Voici, en intégralité, la contribution, publiée en anglais sur le portail spécialisé Newseurope, d'Eli Hadzhieva, fondatrice et directrice de l'ONG Dialogue for Europe, basée à Bruxelles: 

L'UE risque de tomber dans des eaux agitées en cas d’invalidation de l'accord de pêche UE-Maroc par la CJUE

"Sur la base d'évaluations positives, la Commission et le Maroc n'ont décelé aucune raison particulière pour arrêter leur coopération fructueuse dans le secteur de la pêche, qui existe depuis 30 ans, jusqu'à ce que l'avocat général de la Cour de justice de l'Union européenne (CJUE) Melchior Wathelet a étonnamment recommandé l'annulation de l'accord le 10 janvier dans ses conclusions préliminaires. L'affaire avait été référée à la CJUE en 2015 par la Haute Cour de Justice (Angleterre et Pays de Galles) après qu'un groupe de pression basé au Royaume-Uni avait contesté la validité de l'accord de pêche, arguant qu'il ne profitait pas aux populations locales du Sahara occidental.
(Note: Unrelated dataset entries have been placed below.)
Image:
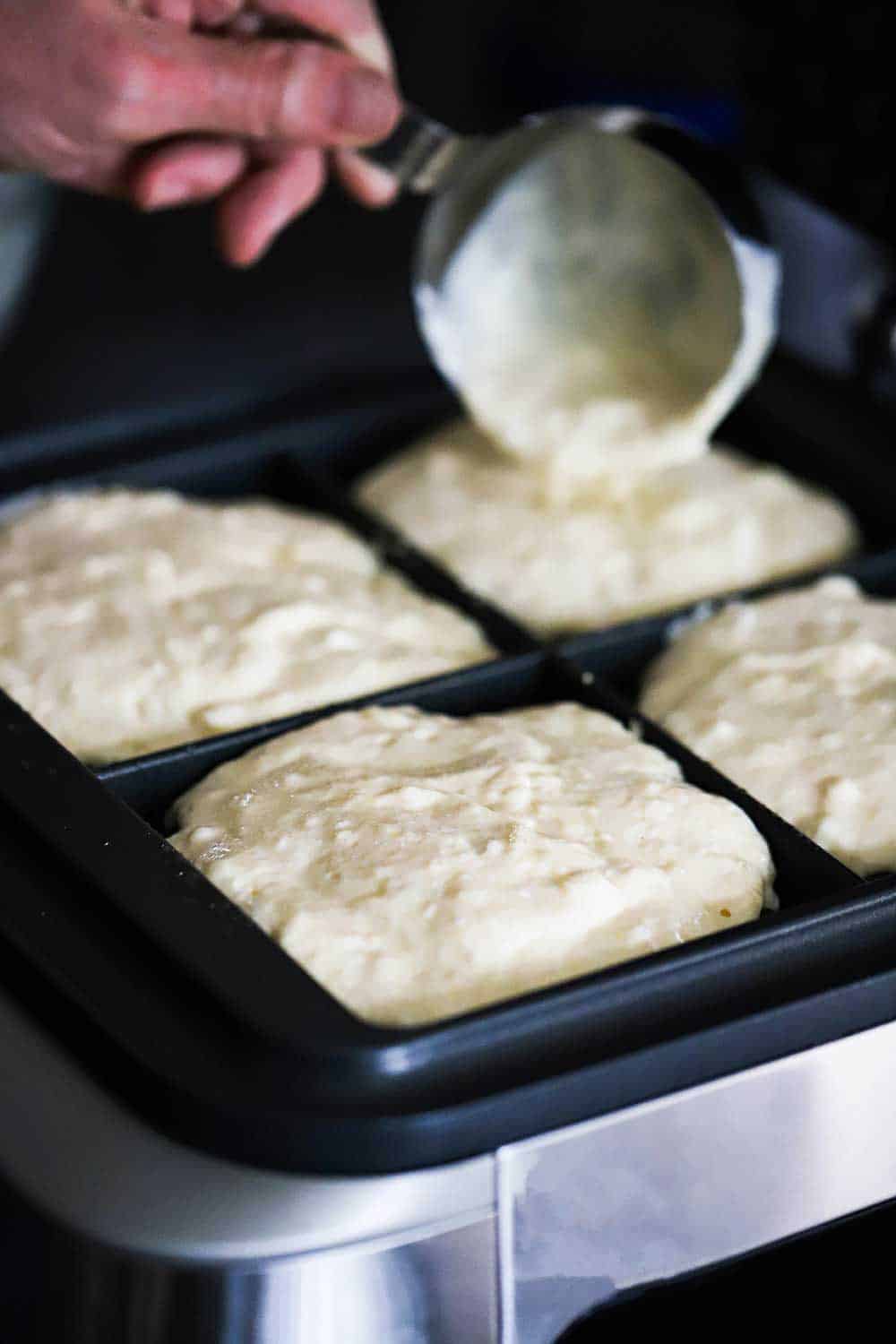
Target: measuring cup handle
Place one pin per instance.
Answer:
(418, 152)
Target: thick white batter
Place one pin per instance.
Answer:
(421, 866)
(597, 556)
(134, 621)
(796, 699)
(590, 312)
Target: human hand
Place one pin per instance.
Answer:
(177, 101)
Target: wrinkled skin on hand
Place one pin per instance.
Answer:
(177, 101)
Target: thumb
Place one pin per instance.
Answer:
(261, 89)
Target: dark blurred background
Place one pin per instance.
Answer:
(137, 314)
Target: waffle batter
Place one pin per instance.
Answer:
(794, 698)
(602, 554)
(132, 621)
(421, 866)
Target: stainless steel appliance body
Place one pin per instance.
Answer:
(160, 1244)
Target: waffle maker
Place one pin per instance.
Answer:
(225, 1155)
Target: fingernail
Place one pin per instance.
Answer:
(381, 183)
(373, 48)
(367, 105)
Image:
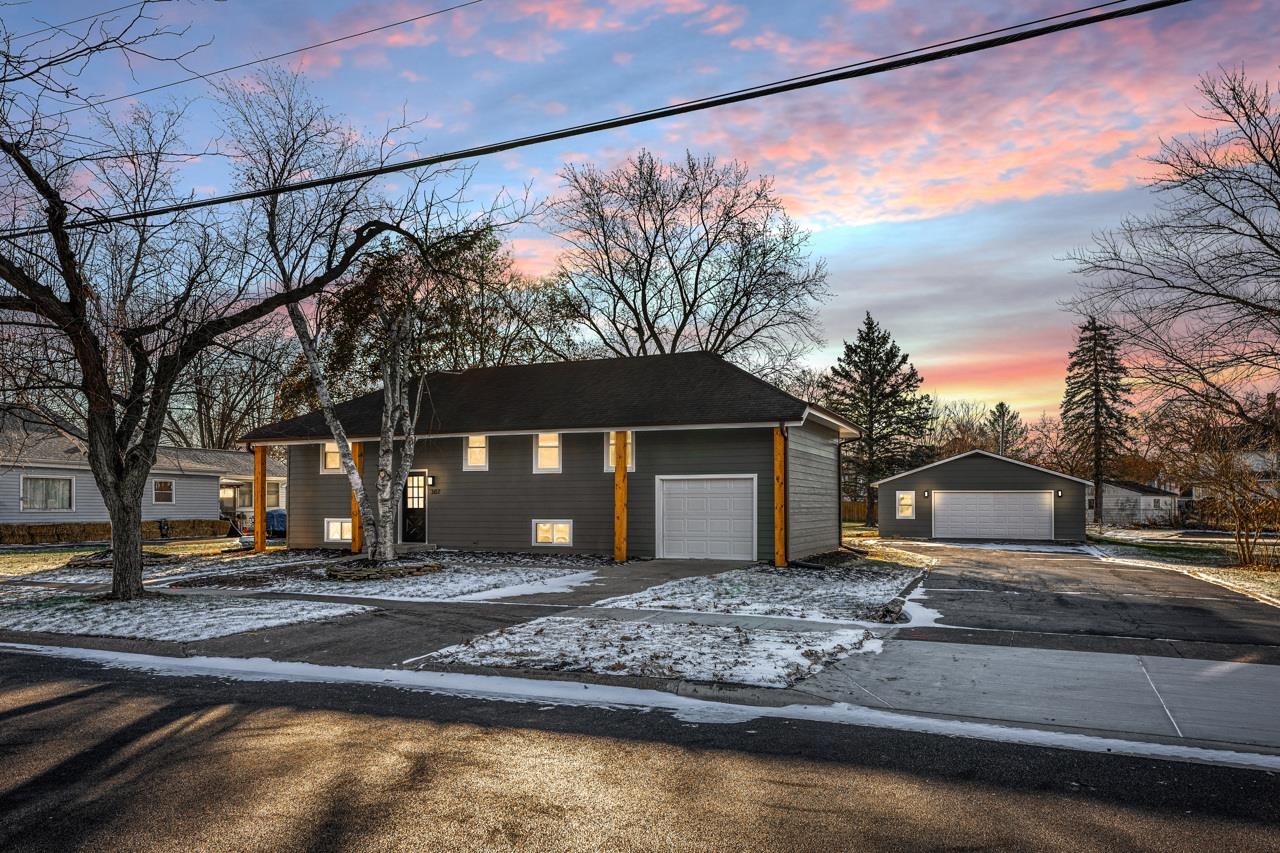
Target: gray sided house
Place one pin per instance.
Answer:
(982, 496)
(521, 459)
(1125, 502)
(48, 492)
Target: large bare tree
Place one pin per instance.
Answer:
(690, 255)
(1192, 290)
(113, 315)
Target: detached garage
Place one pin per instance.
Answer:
(982, 496)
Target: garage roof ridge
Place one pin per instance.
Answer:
(981, 452)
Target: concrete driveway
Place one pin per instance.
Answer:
(1077, 601)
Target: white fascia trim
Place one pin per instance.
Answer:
(1002, 459)
(758, 424)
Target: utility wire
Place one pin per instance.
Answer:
(268, 59)
(920, 56)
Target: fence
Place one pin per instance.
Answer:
(853, 511)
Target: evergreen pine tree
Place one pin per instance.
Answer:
(877, 388)
(1006, 429)
(1095, 416)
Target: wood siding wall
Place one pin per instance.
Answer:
(813, 491)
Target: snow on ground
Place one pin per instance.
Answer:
(167, 617)
(837, 594)
(452, 583)
(758, 657)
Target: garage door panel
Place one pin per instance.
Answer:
(708, 518)
(993, 515)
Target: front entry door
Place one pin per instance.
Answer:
(414, 510)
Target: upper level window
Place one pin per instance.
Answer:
(161, 491)
(547, 448)
(330, 460)
(48, 493)
(475, 454)
(611, 451)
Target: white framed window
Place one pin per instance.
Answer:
(330, 460)
(337, 529)
(475, 454)
(48, 493)
(161, 492)
(553, 532)
(547, 454)
(611, 446)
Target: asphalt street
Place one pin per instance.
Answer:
(94, 758)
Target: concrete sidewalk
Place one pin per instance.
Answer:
(1164, 697)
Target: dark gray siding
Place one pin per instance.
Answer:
(979, 474)
(813, 491)
(195, 497)
(496, 509)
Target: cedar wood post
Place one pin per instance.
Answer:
(357, 521)
(620, 496)
(259, 498)
(780, 497)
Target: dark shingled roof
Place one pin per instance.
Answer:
(685, 388)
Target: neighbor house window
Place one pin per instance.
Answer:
(161, 491)
(553, 532)
(547, 459)
(611, 450)
(48, 493)
(476, 454)
(337, 529)
(330, 461)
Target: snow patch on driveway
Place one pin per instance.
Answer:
(759, 657)
(836, 594)
(156, 617)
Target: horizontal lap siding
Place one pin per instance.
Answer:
(195, 497)
(813, 491)
(979, 474)
(699, 451)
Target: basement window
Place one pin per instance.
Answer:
(337, 529)
(161, 492)
(475, 456)
(553, 532)
(547, 454)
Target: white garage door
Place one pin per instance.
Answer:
(707, 518)
(993, 515)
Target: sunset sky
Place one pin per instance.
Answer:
(944, 197)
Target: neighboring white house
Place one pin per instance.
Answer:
(1125, 503)
(46, 486)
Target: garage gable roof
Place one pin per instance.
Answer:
(996, 456)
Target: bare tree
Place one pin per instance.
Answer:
(113, 315)
(1191, 288)
(691, 255)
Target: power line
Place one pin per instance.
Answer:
(268, 59)
(867, 68)
(68, 23)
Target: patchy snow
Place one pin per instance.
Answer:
(607, 696)
(760, 657)
(452, 583)
(178, 619)
(836, 594)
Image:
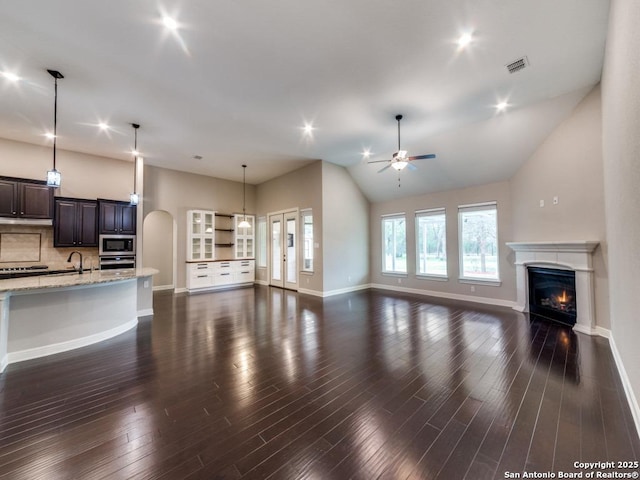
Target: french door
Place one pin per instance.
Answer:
(284, 249)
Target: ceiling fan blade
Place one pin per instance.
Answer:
(422, 157)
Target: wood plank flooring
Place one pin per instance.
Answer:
(267, 383)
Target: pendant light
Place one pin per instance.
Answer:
(244, 223)
(134, 197)
(53, 175)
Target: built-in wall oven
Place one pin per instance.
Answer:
(117, 251)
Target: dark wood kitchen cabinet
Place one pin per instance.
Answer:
(23, 198)
(75, 223)
(117, 218)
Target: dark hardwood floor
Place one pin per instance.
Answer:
(266, 383)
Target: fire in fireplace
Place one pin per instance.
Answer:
(552, 294)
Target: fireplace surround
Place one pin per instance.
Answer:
(576, 256)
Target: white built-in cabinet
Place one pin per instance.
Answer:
(219, 254)
(201, 236)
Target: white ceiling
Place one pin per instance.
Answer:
(238, 80)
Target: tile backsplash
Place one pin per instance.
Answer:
(26, 245)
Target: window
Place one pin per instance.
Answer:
(261, 240)
(394, 244)
(307, 240)
(478, 230)
(431, 243)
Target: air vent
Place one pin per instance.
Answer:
(517, 65)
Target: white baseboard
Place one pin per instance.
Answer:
(626, 383)
(46, 350)
(449, 296)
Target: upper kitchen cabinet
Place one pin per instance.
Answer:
(75, 223)
(23, 198)
(116, 218)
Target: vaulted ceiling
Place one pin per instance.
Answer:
(236, 83)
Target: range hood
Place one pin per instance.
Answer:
(35, 222)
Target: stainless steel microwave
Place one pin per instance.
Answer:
(117, 245)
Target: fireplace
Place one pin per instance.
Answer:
(573, 256)
(552, 294)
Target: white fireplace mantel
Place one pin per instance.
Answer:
(576, 256)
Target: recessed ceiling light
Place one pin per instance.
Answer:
(464, 40)
(170, 23)
(12, 77)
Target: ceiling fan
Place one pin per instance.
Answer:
(400, 160)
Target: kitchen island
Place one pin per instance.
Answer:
(49, 314)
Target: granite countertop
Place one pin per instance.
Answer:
(73, 279)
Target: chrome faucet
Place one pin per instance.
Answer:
(79, 266)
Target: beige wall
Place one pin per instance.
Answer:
(567, 165)
(301, 189)
(450, 200)
(621, 149)
(345, 236)
(158, 246)
(177, 192)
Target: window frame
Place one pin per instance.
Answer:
(306, 213)
(477, 207)
(384, 218)
(432, 212)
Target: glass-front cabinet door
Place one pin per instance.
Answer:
(245, 236)
(201, 229)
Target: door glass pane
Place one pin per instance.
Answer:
(276, 251)
(291, 250)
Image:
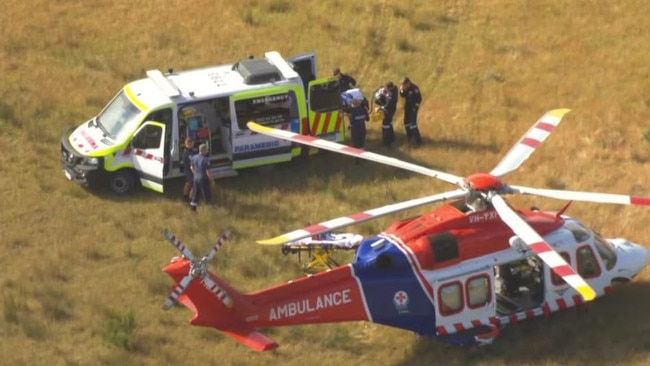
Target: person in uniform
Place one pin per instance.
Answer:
(188, 152)
(386, 98)
(202, 177)
(412, 99)
(358, 115)
(346, 82)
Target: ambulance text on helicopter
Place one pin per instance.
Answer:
(457, 273)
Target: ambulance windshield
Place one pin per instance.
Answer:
(119, 118)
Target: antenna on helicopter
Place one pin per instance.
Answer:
(198, 269)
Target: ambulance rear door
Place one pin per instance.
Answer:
(325, 117)
(148, 153)
(274, 107)
(305, 66)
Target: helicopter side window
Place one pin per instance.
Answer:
(450, 298)
(555, 279)
(587, 264)
(580, 233)
(478, 291)
(606, 252)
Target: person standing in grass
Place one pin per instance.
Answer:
(358, 117)
(412, 99)
(188, 152)
(386, 98)
(200, 167)
(346, 82)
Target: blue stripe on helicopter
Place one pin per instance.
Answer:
(393, 294)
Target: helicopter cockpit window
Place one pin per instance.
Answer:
(580, 233)
(450, 298)
(606, 251)
(444, 245)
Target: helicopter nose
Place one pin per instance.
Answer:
(632, 257)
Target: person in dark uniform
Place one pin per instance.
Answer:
(358, 116)
(386, 98)
(202, 177)
(412, 99)
(346, 82)
(188, 152)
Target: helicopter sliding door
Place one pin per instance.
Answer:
(519, 285)
(464, 298)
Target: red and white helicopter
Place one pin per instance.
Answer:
(457, 273)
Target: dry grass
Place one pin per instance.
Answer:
(81, 280)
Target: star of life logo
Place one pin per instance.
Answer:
(401, 301)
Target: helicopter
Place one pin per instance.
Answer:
(457, 274)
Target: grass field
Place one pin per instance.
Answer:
(81, 271)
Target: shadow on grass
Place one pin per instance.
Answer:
(610, 330)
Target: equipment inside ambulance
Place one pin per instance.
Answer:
(137, 139)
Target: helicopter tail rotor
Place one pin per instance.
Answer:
(543, 250)
(198, 269)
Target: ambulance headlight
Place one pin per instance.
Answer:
(91, 161)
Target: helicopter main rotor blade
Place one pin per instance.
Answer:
(543, 250)
(178, 245)
(529, 142)
(583, 196)
(359, 217)
(352, 151)
(224, 236)
(177, 291)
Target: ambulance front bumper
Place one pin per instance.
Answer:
(80, 169)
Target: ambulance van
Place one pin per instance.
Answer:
(137, 139)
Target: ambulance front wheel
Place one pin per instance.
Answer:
(122, 182)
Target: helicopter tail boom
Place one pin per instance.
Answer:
(210, 311)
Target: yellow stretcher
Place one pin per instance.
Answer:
(319, 250)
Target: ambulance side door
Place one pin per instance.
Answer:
(273, 107)
(148, 154)
(324, 109)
L'UE et le Maroc semblent bénéficier de l'accord de pêche selon une étude d'évaluation indépendante. Ses résultats montrent que l'accord non seulement promeut le développement durable du secteur de la pêche grâce à des projets de stratégie Halieutis, mais offre également l’emploi aux marins et pêcheurs marocains via 1000 contrats d'embarquement par an. En fait, les provinces du sud du Maroc (aussi appelées Sahara occidental) représentent 66% du budget total, ce qui correspond à 37 millions de dollars américains. En outre, 75% des avantages socio-économiques de l'accord, tels que la création de centaines de nouveaux emplois et l'amélioration des conditions de travail de dizaines de milliers de personnes, sont appréciés par les habitants des provinces du Sud.

De même, les gains des 11 pays de l'UE (Espagne, Portugal, Italie, France, Allemagne, Lituanie, Lettonie, Pays-Bas, Irlande, Pologne et Royaume-Uni) impliqués dans l'accord dépassent largement les 30 millions d'euros investis par l’UE pour le soutien de la politique sectorielle de la pêche marocaine. En effet, chaque Euro investi a créé 2,78 euros de valeur ajoutée pour l'UE.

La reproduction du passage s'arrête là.